From this step and onwards, the output file are in PXL format. This is a custom format used by pixelator to make PNA data easier to work with. Internally it used duckdb to store the data. For more information on the PXL format, please refer to the pixelator documentation.

Output files
  • pixelator
    • graph

      • <sample-id>.graph.pxl: The pixel file containing all data after resolving multiplets.
      • <sample-id>.meta.json: Command invocation metadata.
      • <sample-id>.report.json: QC metrics for the graph step.
    • logs

      • <sample-id>.pixelator-graph.log: pixelator log output.

Denoising

This step uses the pixelator single-cell-pna denoise command. It will try to find differences between the well-connected parts of each component graph and the less well-connected parts of the graph. It will then try to find differences in marker profiles between these two parts of the graph and use these differences to denoise the graph. This reduces the effect of marker bleed-over due to incorrect cutting in the graph step.
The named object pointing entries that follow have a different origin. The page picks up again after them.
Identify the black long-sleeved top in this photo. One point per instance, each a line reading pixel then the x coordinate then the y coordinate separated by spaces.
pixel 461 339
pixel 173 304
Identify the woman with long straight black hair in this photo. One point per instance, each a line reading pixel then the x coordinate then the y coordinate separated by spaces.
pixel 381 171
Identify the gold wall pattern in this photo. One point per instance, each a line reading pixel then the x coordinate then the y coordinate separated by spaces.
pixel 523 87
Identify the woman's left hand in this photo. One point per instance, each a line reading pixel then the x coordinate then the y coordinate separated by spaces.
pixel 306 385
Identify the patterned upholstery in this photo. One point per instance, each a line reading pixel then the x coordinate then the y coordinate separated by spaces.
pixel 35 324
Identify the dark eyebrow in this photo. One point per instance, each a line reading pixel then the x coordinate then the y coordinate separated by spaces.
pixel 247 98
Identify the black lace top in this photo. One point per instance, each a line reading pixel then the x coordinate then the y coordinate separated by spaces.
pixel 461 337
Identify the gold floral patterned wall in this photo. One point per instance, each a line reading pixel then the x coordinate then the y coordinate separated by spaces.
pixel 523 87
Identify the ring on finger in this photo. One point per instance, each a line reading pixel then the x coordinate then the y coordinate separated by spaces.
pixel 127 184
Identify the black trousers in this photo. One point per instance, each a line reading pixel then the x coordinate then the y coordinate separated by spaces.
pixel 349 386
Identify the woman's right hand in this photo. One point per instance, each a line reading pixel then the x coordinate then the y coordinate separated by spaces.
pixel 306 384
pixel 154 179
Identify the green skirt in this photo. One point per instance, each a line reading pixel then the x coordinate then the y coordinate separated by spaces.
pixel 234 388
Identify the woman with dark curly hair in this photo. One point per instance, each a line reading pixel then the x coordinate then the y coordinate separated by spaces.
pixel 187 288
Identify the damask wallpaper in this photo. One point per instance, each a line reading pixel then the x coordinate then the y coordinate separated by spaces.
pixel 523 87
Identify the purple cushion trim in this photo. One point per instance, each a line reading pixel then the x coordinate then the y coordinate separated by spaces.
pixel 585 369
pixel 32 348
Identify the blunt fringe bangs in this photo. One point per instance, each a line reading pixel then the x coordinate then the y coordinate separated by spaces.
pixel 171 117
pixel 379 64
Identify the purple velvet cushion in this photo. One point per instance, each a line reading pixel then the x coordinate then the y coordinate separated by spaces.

The denoised graph will be saved as a new PXL file.

Output files
  • pixelator
    • denoise

      • <sample-id>.denoise.pxl: The pixel file containing the denoised data.
      • <sample-id>.meta.json: Command invocation metadata.
      • <sample-id>.report.json: QC metrics for the graph step.
    • logs

      • <sample-id>.pixelator-denoise.log: pixelator log output.

Analysis

This step uses the pixelator single-cell-pna analysis command to calculate spatial statistics.

Output files
  • pixelator
    • analysis

      • <sample-id>.analysis.dataset.pxl: PXL file with the analysis results added to it.
      • <sample-id>.meta.json: Command invocation metadata.
      • <sample-id>.report.json: Statistics for the analysis step.
    • logs

      • <sample-id>.pixelator-analysis.log: pixelator log output.

Compute layouts for visualization

This step uses the pixelator single-cell-pna layout command.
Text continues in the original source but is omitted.